Files are stored under data/attachments/<hash[:2]>/<hash> using the full SHA-256 hex digest as the identity key. This mirrors the Git object store pattern (two-char prefix directory for filesystem sanity).

store = AttachmentStore(base_dir="data/attachments")
att = store.store(data=raw_bytes, mime_type="image/png")
assert store.exists(att.content_hash)
assert store.retrieve(att.content_hash) == raw_bytes

Identical bytes (same SHA-256) are stored once regardless of how many nodes reference them. The store is a file tree — no database, no daemon. Backup = rsync.

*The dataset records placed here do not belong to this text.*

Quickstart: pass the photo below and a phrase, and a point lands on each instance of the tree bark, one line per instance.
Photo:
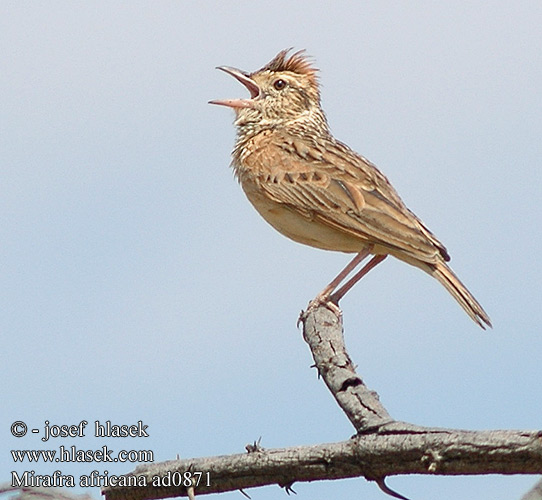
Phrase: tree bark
(381, 447)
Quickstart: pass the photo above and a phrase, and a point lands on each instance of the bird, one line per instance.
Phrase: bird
(316, 190)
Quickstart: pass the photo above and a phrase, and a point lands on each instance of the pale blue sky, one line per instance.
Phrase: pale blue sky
(138, 283)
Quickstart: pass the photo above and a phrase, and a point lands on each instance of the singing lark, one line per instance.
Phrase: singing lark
(316, 190)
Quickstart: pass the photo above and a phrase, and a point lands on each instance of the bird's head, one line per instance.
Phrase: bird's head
(284, 92)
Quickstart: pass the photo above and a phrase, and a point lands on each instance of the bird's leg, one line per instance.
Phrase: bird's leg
(339, 294)
(323, 296)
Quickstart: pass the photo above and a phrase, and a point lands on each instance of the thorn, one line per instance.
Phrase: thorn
(301, 318)
(288, 488)
(386, 489)
(255, 447)
(245, 494)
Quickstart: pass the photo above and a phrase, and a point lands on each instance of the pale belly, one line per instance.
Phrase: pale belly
(304, 229)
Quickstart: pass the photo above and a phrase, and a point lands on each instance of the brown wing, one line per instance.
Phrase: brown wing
(331, 183)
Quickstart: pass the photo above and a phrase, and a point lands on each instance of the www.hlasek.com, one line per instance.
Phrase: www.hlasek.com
(72, 454)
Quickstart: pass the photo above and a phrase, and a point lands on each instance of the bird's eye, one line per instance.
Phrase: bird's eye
(279, 84)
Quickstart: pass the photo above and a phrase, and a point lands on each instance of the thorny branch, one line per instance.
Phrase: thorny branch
(382, 446)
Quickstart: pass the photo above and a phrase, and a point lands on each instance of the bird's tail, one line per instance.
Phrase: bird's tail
(460, 293)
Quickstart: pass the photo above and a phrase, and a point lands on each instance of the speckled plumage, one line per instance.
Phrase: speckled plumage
(316, 190)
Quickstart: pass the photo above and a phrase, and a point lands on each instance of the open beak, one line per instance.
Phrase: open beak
(245, 79)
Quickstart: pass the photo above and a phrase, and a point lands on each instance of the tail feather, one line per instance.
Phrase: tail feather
(460, 293)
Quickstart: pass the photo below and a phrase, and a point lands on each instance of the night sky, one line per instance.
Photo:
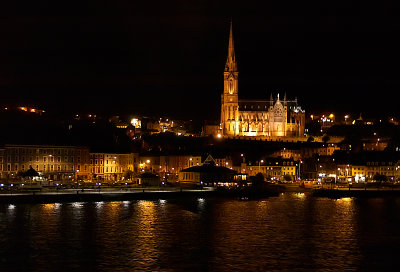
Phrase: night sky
(167, 57)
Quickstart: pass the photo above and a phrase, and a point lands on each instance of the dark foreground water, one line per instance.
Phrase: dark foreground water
(292, 232)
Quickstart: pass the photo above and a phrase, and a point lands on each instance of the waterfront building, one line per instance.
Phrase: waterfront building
(171, 165)
(271, 118)
(272, 169)
(112, 166)
(51, 162)
(365, 166)
(208, 174)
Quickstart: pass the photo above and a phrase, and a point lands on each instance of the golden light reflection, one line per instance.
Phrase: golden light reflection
(300, 195)
(49, 207)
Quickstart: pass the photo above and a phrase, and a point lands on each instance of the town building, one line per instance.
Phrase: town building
(51, 162)
(271, 118)
(112, 166)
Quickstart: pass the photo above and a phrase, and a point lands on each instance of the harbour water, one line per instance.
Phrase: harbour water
(291, 232)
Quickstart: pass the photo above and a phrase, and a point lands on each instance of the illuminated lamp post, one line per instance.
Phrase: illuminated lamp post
(259, 165)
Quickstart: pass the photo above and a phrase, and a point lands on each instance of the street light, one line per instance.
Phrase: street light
(259, 165)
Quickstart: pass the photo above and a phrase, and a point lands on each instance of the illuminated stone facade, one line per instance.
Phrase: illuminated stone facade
(261, 118)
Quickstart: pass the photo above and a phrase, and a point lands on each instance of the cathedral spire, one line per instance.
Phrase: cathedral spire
(231, 59)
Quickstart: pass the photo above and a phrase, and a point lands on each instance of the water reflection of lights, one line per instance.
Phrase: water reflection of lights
(99, 204)
(300, 195)
(345, 200)
(77, 205)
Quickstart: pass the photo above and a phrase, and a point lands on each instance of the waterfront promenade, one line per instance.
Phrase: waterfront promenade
(76, 195)
(148, 193)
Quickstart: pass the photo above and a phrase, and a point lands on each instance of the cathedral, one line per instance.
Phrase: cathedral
(275, 117)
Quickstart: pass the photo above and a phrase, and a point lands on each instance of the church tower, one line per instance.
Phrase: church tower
(229, 98)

2. Graph Linking via trails:hasAttachment

The attach() function creates a BinaryAttachment node in the KG and links it to the target node via the trails:hasAttachment predicate:

<node_iri> <https://trails.dev/ns/hasAttachment> <attachment_iri> .
<attachment_iri> a <https://trails.dev/ns/BinaryAttachment> .
<attachment_iri> <https://trails.dev/ns/contentHash> "sha256:abc..." .
<attachment_iri> <https://trails.dev/ns/mimeType> "image/png" .
<attachment_iri> <https://trails.dev/ns/sizeBytes> "12345" .
<attachment_iri> <https://trails.dev/ns/storagePath> "ab/abc123..." .

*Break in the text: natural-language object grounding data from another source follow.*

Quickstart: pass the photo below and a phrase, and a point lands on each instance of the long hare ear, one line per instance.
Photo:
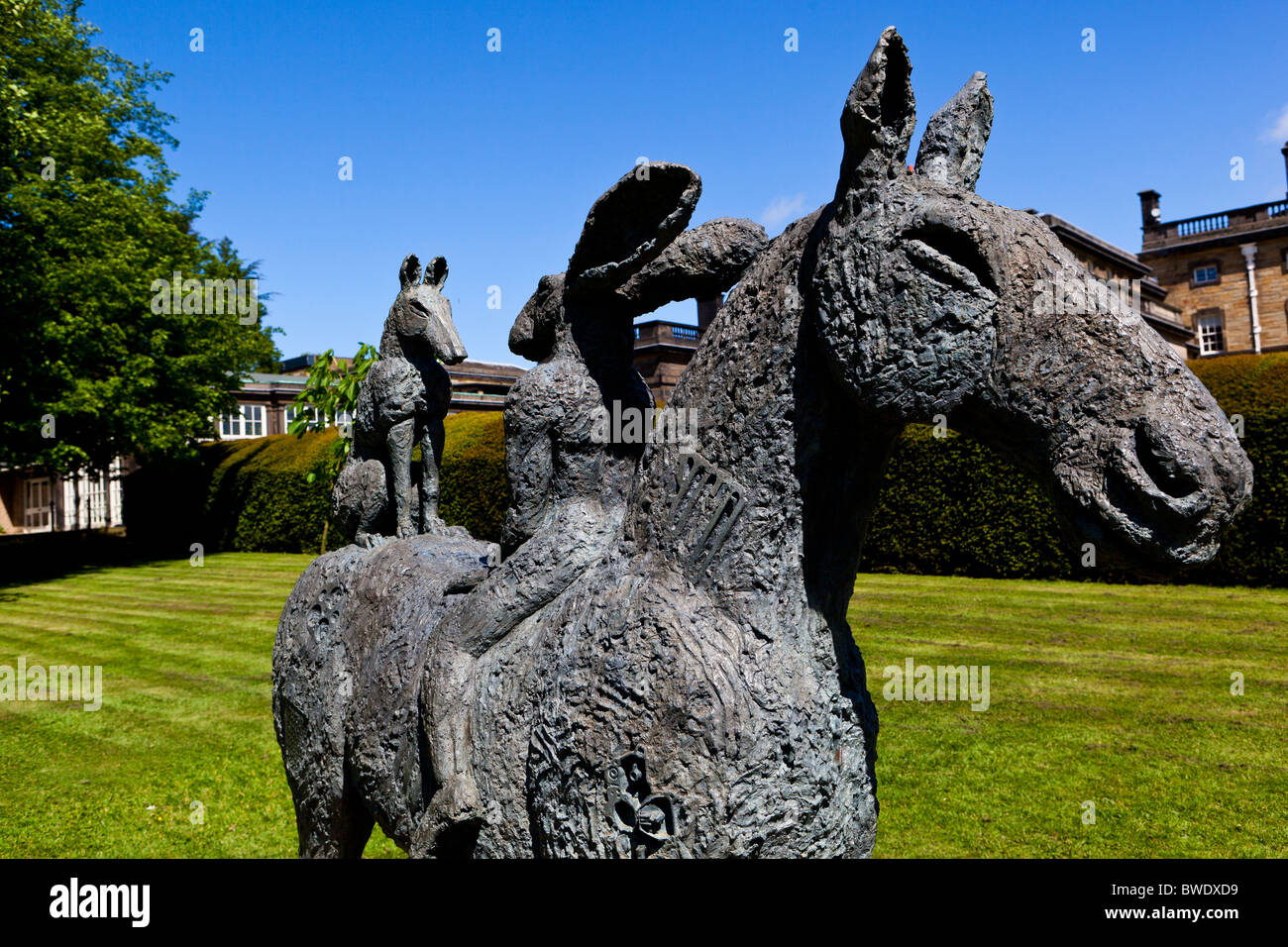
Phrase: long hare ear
(879, 116)
(436, 273)
(698, 264)
(630, 224)
(408, 270)
(952, 146)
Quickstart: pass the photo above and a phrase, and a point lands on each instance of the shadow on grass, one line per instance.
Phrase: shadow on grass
(44, 557)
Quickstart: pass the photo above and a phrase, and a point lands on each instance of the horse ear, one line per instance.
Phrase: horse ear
(408, 270)
(698, 264)
(879, 118)
(952, 146)
(436, 273)
(631, 223)
(533, 331)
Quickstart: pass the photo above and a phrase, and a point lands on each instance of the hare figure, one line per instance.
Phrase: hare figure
(402, 402)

3. binary_field() Descriptor for @node_type

Opt-in at the model level — standard @node_type classes work unchanged. Authors who need binary attachments declare them explicitly:

@node_type("MedicalImage", fields={
    "patient_id": str,
    "scan_date": datetime,
    "image": binary_field(mime_types=["image/png", "image/dicom"]),
})
class MedicalImage: pass

binary_field() returns a field descriptor that the ORM recognises as a binary slot. On ctx.kg.add(instance) the ORM delegates binary data to the AttachmentStore and inserts the graph link. On read, the field hydrates as a BinaryAttachment metadata object (not the raw bytes — pull those explicitly via get_attachment_data()).

4. Provenance

Every attach() call emits a prov:Activity (kind trails.multimodal.attach) linking the attachment IRI as a prov:Entity. This lets the provenance explorer trace when and how a binary was associated with a node — same fidelity as text ingest.

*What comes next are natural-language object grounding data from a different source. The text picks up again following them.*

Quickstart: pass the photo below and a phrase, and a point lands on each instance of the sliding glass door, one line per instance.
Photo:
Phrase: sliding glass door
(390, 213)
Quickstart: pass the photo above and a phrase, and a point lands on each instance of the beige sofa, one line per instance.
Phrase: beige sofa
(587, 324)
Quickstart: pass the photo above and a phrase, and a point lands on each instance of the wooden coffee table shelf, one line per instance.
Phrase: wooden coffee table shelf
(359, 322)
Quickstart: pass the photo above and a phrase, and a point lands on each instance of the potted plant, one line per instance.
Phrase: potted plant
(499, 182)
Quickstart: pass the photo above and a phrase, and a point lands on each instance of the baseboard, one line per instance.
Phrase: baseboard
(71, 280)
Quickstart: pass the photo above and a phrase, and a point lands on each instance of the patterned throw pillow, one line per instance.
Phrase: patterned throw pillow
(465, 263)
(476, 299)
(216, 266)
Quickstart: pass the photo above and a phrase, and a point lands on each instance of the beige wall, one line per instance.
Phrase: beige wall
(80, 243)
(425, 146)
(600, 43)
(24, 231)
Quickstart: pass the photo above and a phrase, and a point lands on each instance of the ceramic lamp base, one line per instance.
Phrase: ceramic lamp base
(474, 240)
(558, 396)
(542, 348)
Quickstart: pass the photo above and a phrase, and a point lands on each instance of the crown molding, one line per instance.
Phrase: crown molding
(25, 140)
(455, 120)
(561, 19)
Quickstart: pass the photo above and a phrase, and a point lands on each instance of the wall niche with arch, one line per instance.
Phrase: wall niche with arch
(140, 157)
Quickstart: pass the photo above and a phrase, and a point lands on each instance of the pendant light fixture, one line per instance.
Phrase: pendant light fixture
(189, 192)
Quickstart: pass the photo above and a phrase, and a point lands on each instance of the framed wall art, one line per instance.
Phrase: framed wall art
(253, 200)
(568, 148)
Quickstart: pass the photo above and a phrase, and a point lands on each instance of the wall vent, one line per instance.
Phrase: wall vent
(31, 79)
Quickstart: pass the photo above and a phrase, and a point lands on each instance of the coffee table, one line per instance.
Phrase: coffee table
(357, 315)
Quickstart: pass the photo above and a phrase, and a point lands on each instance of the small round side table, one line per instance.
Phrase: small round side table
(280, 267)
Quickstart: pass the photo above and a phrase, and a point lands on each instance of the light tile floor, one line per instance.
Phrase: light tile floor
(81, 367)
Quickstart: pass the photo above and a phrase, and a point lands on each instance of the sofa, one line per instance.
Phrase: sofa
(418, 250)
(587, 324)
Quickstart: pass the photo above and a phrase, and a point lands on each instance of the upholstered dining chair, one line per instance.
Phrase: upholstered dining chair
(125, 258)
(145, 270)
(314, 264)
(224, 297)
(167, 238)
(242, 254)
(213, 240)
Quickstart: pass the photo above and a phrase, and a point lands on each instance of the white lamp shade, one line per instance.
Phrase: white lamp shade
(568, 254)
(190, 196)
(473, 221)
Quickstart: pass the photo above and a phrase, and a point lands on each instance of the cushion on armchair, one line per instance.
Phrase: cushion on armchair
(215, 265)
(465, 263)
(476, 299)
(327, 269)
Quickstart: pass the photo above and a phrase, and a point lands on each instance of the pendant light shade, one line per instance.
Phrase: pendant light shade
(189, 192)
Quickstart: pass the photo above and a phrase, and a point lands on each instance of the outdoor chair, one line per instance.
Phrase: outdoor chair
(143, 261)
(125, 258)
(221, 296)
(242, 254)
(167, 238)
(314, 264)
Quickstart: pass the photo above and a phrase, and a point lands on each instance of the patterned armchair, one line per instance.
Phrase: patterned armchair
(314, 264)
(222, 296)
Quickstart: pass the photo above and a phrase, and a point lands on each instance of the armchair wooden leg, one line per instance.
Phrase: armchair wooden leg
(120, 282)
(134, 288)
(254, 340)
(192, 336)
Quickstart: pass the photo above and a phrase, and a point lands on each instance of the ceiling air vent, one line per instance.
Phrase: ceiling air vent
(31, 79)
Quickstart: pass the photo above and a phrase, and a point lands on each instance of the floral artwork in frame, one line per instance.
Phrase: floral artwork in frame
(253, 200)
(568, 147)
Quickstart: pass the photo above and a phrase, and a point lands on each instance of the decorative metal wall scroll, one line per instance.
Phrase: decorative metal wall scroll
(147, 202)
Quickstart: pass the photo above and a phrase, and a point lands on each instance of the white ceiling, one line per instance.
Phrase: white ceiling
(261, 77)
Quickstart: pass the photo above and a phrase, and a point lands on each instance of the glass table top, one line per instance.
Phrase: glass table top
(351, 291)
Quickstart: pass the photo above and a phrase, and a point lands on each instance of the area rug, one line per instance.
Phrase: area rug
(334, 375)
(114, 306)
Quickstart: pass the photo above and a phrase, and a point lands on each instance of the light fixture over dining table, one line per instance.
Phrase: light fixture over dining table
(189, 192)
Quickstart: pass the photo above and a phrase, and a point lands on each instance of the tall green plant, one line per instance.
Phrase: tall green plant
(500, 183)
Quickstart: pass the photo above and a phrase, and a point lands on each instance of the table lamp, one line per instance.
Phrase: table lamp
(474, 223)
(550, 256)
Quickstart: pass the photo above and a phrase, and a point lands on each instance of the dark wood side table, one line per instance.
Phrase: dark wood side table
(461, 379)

5. Cross-Modal Retrieval (Future-Ready)

The module exposes multimodal_retrieve(ctx, query, mode="text", top_k=10) which queries the existing vector store. When multi-modal embedding providers are wired (CLIP, ImageBind), the same function will search across modalities in a unified vector space. Phase 1 supports text-only retrieval; the interface is stable.

Scope Fence

  • No blob storage in Oxigraph. Binary data is NEVER stored inside the triple store. The graph holds metadata and IRIs; files live on the filesystem.
  • No streaming. store() and retrieve() operate on bytes. Large-file streaming is out of scope for Phase 1.
  • No multi-modal embedding providers in this ADR. The embedding provider protocol (EmbeddingProvider) is unchanged; CLIP/ImageBind adapters are a follow-on.
  • No automatic thumbnail generation or format conversion.
  • No cloud storage backends (S3, GCS). The AttachmentStore operates on a local directory. A cloud adapter can subclass it later.

Consequences

  • @node_type gains an optional binary_field() descriptor — zero impact on existing models that don't use it.
  • AttachmentStore is a new dependency-free component (stdlib only).
  • The trails:hasAttachment predicate is framework-reserved; user ontologies must not collide.
  • Content-addressed dedup means storage grows with unique content, not with the number of references.
  • The provenance chain now covers binary assets, closing the audit gap for regulated domains (medical, legal, financial).

Alternatives Considered

  1. Store binaries as base64 literals in Oxigraph. Rejected: bloats the triple store, breaks SPARQL performance, violates the "graph for metadata, files for content" principle.
  2. External object store only (S3-style). Rejected for Phase 1: adds operational complexity. The local file store is sufficient and a cloud adapter can wrap it later.
  3. Reuse the ingest pipeline for binaries. Partially applicable — the ingest pipeline handles text extraction. Binary attachments are a different concern (no extraction, just storage + linking). The two systems compose: ingest a PDF for its text, attach the original PDF binary to the same Document node.